Ah the more attractive of the three :lol: as my furry godmother posted, sadly clothing underneath the uniforms and fit tend to dictate such photographs

shinsakuto wrote:
One is that if full SS membership at any stage of the war was closed to women then the rules must be very strict that covers letting wives wearing the uniforms for photoshoot.


Without seeing the original picture and the reverse to study the paper, I for one wouldn't even hazard a guess (yes a guess) at when the pictures were taken, so am curious as to how you can be so specific? Not convincing me they ain't "staged" pics for the benefit of someone else (this was usually the men folk). Why so many of these photos still exist is anyones guess. Ironic as it maybes, I have a few female photo albums and an array of pictures in my collection. In those that have some chronological form (like the albums) there are no pictures those women chose to keep of them in a male uniform. Add to that theres rules and then theres rules, well I know lots of men that have taken a few things not prescribed by HM on tour with them with our delightful armed services ;) ways and means and I hardly think a photo of someones mrs in their kit is going to be high on priorities if they're being attacked at the front.

shinsakuto wrote:
The second is unless these women are particularly tall with broad shoulders or their menfolks are small and stocky these tunic appears to fit them which suggest they are female cut.

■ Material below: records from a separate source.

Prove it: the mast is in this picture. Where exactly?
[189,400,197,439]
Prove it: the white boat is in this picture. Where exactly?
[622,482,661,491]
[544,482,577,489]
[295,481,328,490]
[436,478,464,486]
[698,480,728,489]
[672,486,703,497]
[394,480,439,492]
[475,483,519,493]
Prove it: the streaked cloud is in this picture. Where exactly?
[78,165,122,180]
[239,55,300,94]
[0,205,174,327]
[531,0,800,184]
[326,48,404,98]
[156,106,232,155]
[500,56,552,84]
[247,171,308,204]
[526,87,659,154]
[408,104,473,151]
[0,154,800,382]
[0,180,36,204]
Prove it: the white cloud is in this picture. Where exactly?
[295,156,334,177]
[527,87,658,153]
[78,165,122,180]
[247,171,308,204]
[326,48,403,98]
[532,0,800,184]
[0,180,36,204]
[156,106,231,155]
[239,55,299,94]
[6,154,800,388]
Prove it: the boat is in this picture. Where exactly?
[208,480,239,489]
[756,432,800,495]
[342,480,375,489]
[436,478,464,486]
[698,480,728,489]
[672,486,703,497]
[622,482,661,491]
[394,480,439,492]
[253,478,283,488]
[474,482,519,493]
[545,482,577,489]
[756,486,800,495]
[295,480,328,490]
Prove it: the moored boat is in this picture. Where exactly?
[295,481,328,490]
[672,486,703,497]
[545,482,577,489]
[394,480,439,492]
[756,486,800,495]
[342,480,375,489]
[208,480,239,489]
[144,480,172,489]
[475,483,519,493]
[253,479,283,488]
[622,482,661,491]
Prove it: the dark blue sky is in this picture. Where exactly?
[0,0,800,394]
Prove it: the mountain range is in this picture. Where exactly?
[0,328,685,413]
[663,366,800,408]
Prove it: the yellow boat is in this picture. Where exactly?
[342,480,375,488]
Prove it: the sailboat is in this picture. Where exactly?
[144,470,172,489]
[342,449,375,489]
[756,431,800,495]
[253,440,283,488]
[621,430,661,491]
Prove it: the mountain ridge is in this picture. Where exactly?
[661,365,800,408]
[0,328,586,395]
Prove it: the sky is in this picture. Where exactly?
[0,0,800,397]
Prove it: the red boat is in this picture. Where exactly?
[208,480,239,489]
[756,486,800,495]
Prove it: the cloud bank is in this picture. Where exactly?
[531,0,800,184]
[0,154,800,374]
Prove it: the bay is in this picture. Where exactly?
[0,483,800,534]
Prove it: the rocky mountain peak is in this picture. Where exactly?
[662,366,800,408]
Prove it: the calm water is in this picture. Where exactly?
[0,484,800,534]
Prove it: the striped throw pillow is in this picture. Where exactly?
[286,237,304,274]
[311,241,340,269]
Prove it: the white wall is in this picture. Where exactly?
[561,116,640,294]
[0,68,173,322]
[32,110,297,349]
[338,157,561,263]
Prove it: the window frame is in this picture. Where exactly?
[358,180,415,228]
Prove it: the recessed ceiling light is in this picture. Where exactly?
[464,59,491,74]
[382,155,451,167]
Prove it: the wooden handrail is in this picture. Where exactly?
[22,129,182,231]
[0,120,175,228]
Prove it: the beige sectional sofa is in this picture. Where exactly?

Well I'm FUBAR'd then I fit just about my partners kit, I've even worn his tunic...... for airsofting in before anyone gets any peverse ideas :lol: Much as women come in different shapes and sizes in 2009 beleive it or not they did in the 1930s/40s even in Germany. As for female cut, I'm going to be blunt and rude, You're male aren't you ? cos if you're not well you need to fathom the different ways tunics button up ;) a belt and a clever angle can make things appear more female cut, however they're still most definately male cut tunics.

shinsakuto wrote:
I dont know the dates of these pictures but during the defence of Berlin German women was reported to have donned uniforms of soldiers and fought.


They did, and if you think they stood then posing for a snap shot, well you're dafter than thinking I am for saying they're for their menfolk above ;) . Yes there is evidence of women fighting in the fall of Berlin (and one or two other places when the front landed on their doorstep) I doubt any of them looked as presentable as those above? hardly looking like they've been through a load of rubble fighting or indeed defending.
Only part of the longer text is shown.